La rapporteure pour avis ne peut que se féliciter de l'amendement déposé sur le PLF 2021 par le Gouvernement le 28 octobre dernier visant à modifier cet article. Il s'agit du premier pas vers cette revalorisation. Toutefois, elle note que les 2,13 millions d'euros, introduits par amendement à l'Assemblée nationale lors de l'examen du PLF 2020 pour financer cette amélioration de la situation des agents de catégorie III n'ont pas été reconduits dans le PLF 2021. Dès lors, la rapporteure pour avis s'interroge sur les modalités de financement de cette mesure .

En outre, et de manière plus inquiétante, il a été rapporté, lors des auditions, des difficultés entre le ministère de l'agriculture et de l'alimentation, le ministère de la fonction publique et le ministère des comptes publics, dans la rédaction du décret en Conseil d'État devant permettre la requalification des contrats en contrat de catégorie II et IV. Ces problèmes interministériels, traduisant sans doute une réticence de certains acteurs, bloquent l'avancement de ce dossier . La rapporteure pour avis ne peut que dénoncer ce blocage et appelle à une mise en oeuvre rapide de la requalification promise en juillet 2019.

2. La question du reste à charge des assistants d'éducation n'est toujours pas réglée

L'année dernière, notre ancien collègue Antoine Karam avait attiré l'attention du ministère de l'agriculture et de l'alimentation sur l'absence de revalorisation du salaire des assistants d'éducation, à la différence de leurs homologues de l'éducation nationale.

Certes, la rapporteure pour avis constate une augmentation de 0,31 million d'euros dans le PLF 2021 des crédits consacrés aux assistants d'éducation. Toutefois, comme le précisent les documents budgétaires, « par rapport à 2020, le nombre d'assistants d'éducation est en augmentation de 2,7 postes représentant l'extension en année pleine du recrutement de 4 assistants d'éducation suite à l'intégration d'un lycée privé professionnel dans l'enseignement agricole publique » . Au final, le montant versé par l'État aux établissements publics d'enseignement agricole 16 ( * ) par assistant d'éducation s'élève dans le PLF 2021 à 26 980 euros.

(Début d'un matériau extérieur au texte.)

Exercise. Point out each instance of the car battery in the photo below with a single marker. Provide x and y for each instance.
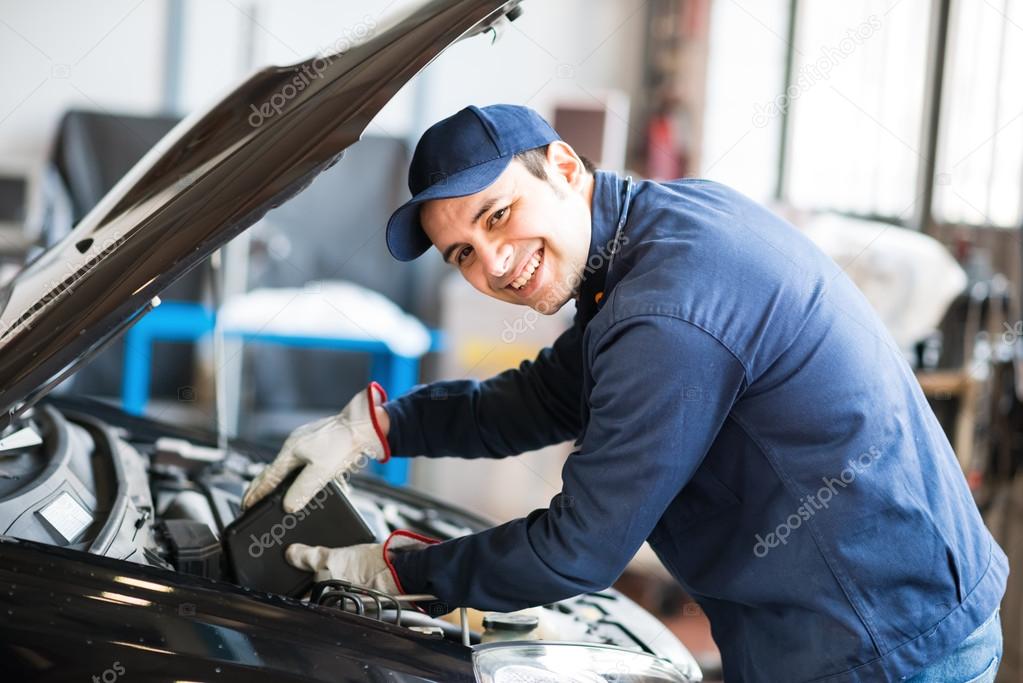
(255, 543)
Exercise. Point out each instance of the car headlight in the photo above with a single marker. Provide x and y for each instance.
(537, 662)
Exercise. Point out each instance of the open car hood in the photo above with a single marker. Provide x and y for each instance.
(217, 173)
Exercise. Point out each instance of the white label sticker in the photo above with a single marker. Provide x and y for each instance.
(67, 516)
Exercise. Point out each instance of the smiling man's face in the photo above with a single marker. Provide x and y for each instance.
(523, 239)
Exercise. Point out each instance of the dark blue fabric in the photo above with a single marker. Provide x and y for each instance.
(461, 154)
(739, 404)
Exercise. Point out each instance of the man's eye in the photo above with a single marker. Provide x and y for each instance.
(498, 215)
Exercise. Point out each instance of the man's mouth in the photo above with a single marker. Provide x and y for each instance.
(526, 276)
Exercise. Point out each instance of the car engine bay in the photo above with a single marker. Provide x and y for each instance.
(102, 487)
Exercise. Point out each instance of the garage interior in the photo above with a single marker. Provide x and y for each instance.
(890, 132)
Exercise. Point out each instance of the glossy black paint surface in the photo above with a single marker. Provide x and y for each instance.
(71, 616)
(213, 176)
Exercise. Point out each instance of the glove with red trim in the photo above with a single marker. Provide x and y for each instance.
(326, 449)
(367, 564)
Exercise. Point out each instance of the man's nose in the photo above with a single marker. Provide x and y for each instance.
(497, 259)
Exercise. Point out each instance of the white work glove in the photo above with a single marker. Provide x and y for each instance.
(367, 564)
(326, 450)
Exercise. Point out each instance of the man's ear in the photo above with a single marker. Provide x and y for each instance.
(566, 163)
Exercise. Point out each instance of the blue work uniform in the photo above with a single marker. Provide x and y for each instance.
(736, 402)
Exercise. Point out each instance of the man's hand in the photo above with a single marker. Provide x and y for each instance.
(326, 449)
(367, 564)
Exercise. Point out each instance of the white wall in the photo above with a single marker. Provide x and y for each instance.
(61, 54)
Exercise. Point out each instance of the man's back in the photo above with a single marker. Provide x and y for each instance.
(829, 515)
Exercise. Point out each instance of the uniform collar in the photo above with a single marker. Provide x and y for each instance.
(610, 208)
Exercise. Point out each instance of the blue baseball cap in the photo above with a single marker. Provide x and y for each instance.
(461, 155)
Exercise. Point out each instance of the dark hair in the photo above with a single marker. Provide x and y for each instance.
(535, 161)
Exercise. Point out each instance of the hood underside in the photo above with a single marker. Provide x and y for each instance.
(213, 176)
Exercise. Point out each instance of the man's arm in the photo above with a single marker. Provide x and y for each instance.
(534, 405)
(641, 446)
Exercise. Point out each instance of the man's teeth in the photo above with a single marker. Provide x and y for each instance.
(527, 272)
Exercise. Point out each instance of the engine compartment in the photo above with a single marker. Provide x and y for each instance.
(164, 501)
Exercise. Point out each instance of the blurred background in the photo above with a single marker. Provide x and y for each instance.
(891, 131)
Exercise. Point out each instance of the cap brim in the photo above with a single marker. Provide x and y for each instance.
(405, 237)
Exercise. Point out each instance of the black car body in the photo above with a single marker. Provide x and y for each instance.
(106, 564)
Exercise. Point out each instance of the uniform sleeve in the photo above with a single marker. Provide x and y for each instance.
(641, 445)
(523, 409)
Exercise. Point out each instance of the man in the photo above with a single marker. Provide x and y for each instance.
(735, 402)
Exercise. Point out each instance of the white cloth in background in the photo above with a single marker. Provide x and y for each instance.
(330, 309)
(909, 278)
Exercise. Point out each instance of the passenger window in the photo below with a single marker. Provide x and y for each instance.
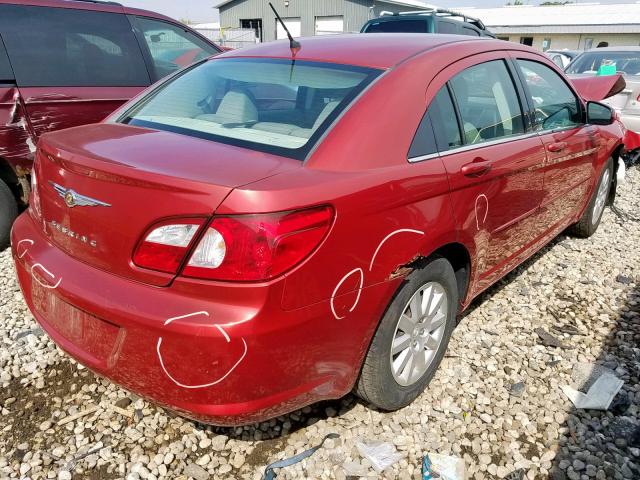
(61, 47)
(470, 31)
(171, 46)
(6, 73)
(555, 104)
(447, 27)
(445, 123)
(488, 102)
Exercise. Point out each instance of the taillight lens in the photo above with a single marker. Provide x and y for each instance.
(165, 245)
(258, 247)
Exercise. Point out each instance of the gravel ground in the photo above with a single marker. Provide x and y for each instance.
(496, 400)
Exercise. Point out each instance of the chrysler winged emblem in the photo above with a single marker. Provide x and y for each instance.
(74, 199)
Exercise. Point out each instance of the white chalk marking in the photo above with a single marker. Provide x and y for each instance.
(403, 230)
(335, 290)
(195, 314)
(224, 334)
(486, 212)
(26, 240)
(205, 385)
(39, 265)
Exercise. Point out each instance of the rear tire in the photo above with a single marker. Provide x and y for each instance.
(8, 213)
(384, 382)
(590, 220)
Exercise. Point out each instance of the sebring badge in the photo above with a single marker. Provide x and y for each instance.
(74, 199)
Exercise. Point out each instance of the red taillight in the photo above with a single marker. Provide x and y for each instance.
(165, 245)
(258, 247)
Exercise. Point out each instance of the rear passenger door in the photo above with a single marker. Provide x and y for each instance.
(493, 161)
(571, 146)
(72, 66)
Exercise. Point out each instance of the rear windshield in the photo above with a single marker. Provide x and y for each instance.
(595, 62)
(271, 105)
(399, 26)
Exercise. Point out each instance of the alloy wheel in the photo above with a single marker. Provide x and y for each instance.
(419, 333)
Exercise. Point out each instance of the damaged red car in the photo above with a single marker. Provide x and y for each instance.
(268, 228)
(65, 63)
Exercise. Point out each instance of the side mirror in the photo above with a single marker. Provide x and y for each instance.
(599, 114)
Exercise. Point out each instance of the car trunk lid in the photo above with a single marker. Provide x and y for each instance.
(125, 179)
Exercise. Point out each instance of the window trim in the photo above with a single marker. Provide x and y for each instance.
(505, 62)
(529, 97)
(523, 103)
(146, 51)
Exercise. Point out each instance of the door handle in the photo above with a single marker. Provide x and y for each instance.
(557, 147)
(477, 168)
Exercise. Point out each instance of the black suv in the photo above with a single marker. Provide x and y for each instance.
(437, 20)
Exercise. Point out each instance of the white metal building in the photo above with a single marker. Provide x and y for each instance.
(580, 26)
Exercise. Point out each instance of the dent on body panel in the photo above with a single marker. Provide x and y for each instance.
(17, 142)
(197, 368)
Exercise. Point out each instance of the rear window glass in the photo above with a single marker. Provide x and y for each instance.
(60, 47)
(271, 105)
(592, 62)
(399, 26)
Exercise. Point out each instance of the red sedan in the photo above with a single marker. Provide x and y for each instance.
(262, 231)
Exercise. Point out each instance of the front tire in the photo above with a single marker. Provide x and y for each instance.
(411, 339)
(590, 220)
(8, 213)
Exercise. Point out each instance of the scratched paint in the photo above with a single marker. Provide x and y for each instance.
(335, 292)
(227, 339)
(361, 272)
(26, 249)
(481, 210)
(39, 266)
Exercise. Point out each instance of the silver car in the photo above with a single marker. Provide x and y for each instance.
(611, 60)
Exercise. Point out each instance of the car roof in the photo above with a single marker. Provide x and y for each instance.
(613, 49)
(374, 50)
(95, 5)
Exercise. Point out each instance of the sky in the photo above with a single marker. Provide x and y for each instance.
(203, 11)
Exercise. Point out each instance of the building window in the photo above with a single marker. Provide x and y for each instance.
(329, 25)
(293, 24)
(526, 41)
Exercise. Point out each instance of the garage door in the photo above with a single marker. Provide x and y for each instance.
(293, 24)
(329, 25)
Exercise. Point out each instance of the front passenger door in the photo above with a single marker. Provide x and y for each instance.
(571, 146)
(495, 174)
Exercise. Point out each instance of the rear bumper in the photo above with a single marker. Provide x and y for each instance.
(226, 355)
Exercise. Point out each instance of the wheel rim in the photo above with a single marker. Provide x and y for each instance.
(419, 333)
(601, 198)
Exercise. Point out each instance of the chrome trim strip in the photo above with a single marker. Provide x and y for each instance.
(75, 100)
(474, 146)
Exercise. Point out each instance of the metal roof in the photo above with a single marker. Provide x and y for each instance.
(404, 3)
(579, 17)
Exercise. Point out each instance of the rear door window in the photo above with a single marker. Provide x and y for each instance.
(488, 102)
(172, 47)
(448, 27)
(67, 48)
(439, 129)
(399, 26)
(555, 104)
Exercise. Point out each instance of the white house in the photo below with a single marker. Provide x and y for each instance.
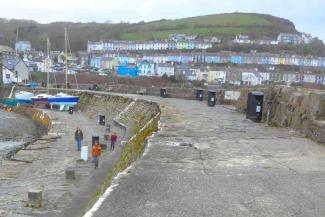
(309, 78)
(146, 68)
(217, 75)
(165, 68)
(15, 71)
(251, 78)
(94, 46)
(242, 39)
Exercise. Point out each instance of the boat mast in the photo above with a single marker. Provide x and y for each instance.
(66, 58)
(48, 63)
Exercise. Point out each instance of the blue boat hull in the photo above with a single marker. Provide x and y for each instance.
(40, 100)
(64, 100)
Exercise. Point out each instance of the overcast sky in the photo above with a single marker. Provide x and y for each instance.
(308, 15)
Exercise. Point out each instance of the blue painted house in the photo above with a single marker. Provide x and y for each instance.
(237, 59)
(146, 68)
(128, 70)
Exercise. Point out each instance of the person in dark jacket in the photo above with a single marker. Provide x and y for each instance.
(78, 135)
(113, 141)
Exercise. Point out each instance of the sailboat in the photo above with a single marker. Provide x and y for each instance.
(42, 99)
(62, 99)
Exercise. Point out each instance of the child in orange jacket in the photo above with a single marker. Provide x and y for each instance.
(96, 152)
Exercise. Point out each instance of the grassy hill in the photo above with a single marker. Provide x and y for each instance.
(222, 25)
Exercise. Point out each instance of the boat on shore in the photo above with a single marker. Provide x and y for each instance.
(63, 99)
(41, 98)
(24, 97)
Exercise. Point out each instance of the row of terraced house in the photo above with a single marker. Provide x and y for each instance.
(148, 45)
(210, 58)
(235, 76)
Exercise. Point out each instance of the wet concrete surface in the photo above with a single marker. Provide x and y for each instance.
(213, 162)
(42, 165)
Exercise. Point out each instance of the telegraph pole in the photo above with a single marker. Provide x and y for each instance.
(1, 75)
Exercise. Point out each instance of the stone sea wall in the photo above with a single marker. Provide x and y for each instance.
(299, 109)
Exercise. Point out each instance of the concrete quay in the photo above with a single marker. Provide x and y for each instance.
(213, 162)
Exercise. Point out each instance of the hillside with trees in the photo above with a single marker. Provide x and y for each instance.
(222, 25)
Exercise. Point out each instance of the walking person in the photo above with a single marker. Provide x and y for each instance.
(96, 152)
(78, 135)
(113, 141)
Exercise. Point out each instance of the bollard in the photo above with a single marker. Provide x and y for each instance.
(35, 198)
(70, 173)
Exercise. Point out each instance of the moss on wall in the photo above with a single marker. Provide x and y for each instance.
(132, 150)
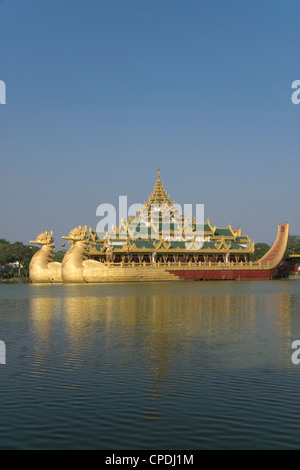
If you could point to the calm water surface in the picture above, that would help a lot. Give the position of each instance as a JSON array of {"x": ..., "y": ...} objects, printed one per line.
[{"x": 150, "y": 366}]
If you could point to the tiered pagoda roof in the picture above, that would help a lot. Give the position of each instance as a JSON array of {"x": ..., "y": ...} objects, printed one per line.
[{"x": 143, "y": 232}]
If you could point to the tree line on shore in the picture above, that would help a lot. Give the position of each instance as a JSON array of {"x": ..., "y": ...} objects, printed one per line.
[{"x": 15, "y": 257}]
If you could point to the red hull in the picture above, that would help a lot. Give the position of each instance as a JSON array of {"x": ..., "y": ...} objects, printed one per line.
[{"x": 225, "y": 275}]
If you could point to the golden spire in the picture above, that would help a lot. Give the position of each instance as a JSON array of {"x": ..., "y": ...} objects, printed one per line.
[{"x": 159, "y": 195}]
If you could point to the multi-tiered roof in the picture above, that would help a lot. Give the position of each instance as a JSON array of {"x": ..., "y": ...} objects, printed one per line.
[{"x": 159, "y": 226}]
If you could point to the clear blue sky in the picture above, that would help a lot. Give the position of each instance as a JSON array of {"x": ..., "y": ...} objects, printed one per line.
[{"x": 102, "y": 92}]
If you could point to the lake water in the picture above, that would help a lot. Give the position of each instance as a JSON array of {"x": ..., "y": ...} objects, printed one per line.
[{"x": 203, "y": 365}]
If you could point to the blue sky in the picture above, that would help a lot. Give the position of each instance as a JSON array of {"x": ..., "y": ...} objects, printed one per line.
[{"x": 102, "y": 92}]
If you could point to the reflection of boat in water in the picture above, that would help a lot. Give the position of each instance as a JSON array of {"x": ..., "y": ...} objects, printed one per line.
[{"x": 159, "y": 244}]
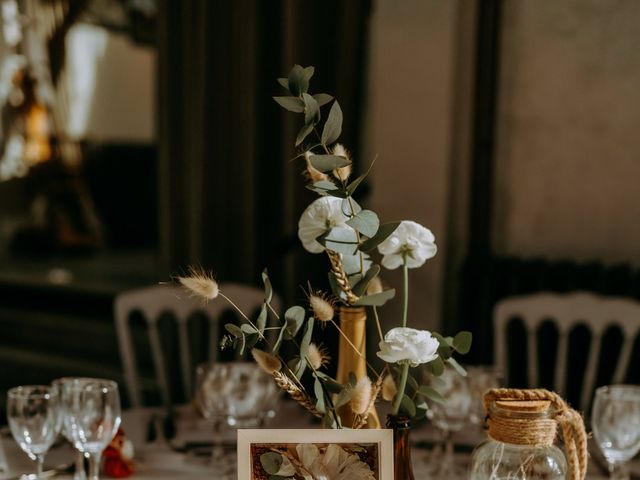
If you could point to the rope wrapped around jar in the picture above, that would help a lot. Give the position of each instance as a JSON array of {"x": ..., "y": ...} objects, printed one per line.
[{"x": 540, "y": 431}]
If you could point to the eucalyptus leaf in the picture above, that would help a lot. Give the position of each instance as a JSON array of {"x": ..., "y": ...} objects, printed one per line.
[
  {"x": 233, "y": 329},
  {"x": 436, "y": 367},
  {"x": 445, "y": 351},
  {"x": 351, "y": 188},
  {"x": 377, "y": 299},
  {"x": 407, "y": 405},
  {"x": 300, "y": 366},
  {"x": 294, "y": 318},
  {"x": 319, "y": 392},
  {"x": 303, "y": 133},
  {"x": 333, "y": 126},
  {"x": 268, "y": 289},
  {"x": 421, "y": 410},
  {"x": 246, "y": 328},
  {"x": 293, "y": 104},
  {"x": 298, "y": 82},
  {"x": 341, "y": 240},
  {"x": 328, "y": 163},
  {"x": 381, "y": 235},
  {"x": 350, "y": 207},
  {"x": 413, "y": 383},
  {"x": 284, "y": 82},
  {"x": 322, "y": 98},
  {"x": 366, "y": 222},
  {"x": 456, "y": 366},
  {"x": 361, "y": 287},
  {"x": 311, "y": 110},
  {"x": 261, "y": 321},
  {"x": 431, "y": 393},
  {"x": 462, "y": 342},
  {"x": 271, "y": 462},
  {"x": 276, "y": 346},
  {"x": 251, "y": 340},
  {"x": 306, "y": 339}
]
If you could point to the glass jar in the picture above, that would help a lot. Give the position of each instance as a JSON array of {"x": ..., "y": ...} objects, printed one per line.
[{"x": 520, "y": 445}]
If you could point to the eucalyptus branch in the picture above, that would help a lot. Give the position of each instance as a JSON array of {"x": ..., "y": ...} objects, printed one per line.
[
  {"x": 264, "y": 339},
  {"x": 355, "y": 349}
]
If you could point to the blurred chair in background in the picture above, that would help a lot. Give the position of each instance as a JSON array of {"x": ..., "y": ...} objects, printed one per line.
[
  {"x": 566, "y": 313},
  {"x": 181, "y": 332}
]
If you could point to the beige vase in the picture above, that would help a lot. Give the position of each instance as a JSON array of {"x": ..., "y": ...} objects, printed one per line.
[{"x": 353, "y": 322}]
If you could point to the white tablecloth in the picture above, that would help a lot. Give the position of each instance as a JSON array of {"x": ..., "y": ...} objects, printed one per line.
[{"x": 158, "y": 461}]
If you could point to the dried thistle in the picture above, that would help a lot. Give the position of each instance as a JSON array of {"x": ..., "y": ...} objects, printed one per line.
[
  {"x": 317, "y": 356},
  {"x": 200, "y": 283},
  {"x": 294, "y": 391},
  {"x": 322, "y": 306},
  {"x": 313, "y": 174},
  {"x": 342, "y": 173},
  {"x": 361, "y": 396},
  {"x": 389, "y": 388},
  {"x": 267, "y": 361},
  {"x": 341, "y": 276}
]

Si ce dernier est en augmentation de 189 euros, le différentiel annuel entre assistants d'éducation relevant de l'enseignement agricole et ceux relevant de l'éducation nationale reste de 1 221 euros.

Jusqu'à présent, un certain nombre d'établissements faisait le choix de compenser ce différentiel sur leurs fonds propres, afin d'augmenter la quotité de travail des assistants d'éducation et ainsi renforcer l'accompagnement des élèves. Or, de nombreux établissements d'enseignement agricole ont subi des pertes financières importantes au premier semestre 2020 en raison de la crise de la covid, réduisant d'autant leurs fonds propres. La rapporteure pour avis craint que certains d'entre eux n'aient plus les moyens de compenser ce différentiel et se voient contraints de diminuer la quotité du temps de travail des assistants d'éducation pour correspondre aux sommes perçues avec pour incidence la réduction de l'encadrement des élèves.

* * *

L'ensemble de ces éléments ont conduit la commission à émettre, sur la proposition de la rapporteure pour avis, un avis défavorable aux crédits du programme 143 « enseignement technique agricole ». La commission souhaite alerter sur l'avenir plus qu'incertain de l'enseignement agricole, alors même que chacun reconnaît son excellent taux d'insertion professionnelle et sociale et qu'il répond à des problématiques sociétales actuelles : produire et transformer autrement, favoriser les circuits courts, renforcer la résilience et la sécurité alimentaires. Elle souligne également les financements qui manquent pour la revalorisation des agents de catégorie III et l'aide aux établissements classés P2 et P3.


* 15 Il s'agit d'enseignants contractuels devant justifier pour l'enseignement des disciplines générales d'un titre ou diplôme de niveau master, et pour l'enseignement des spécialités professionnelles, d'un diplôme de niveau Bac + 2 et d'une expérience professionnelle de 5 ans au minimum ou d'un diplôme de niveau baccalauréat et d'une expérience professionnelle de 7 ans au minimum.

* 16 Les assistants d'éducation sont recrutés et rémunérés par les établissements publics locaux d'enseignement, mais ceux-ci bénéficient d'une subvention de la part du ministère de l'agriculture et de l'alimentation pour couvrir leur rémunération.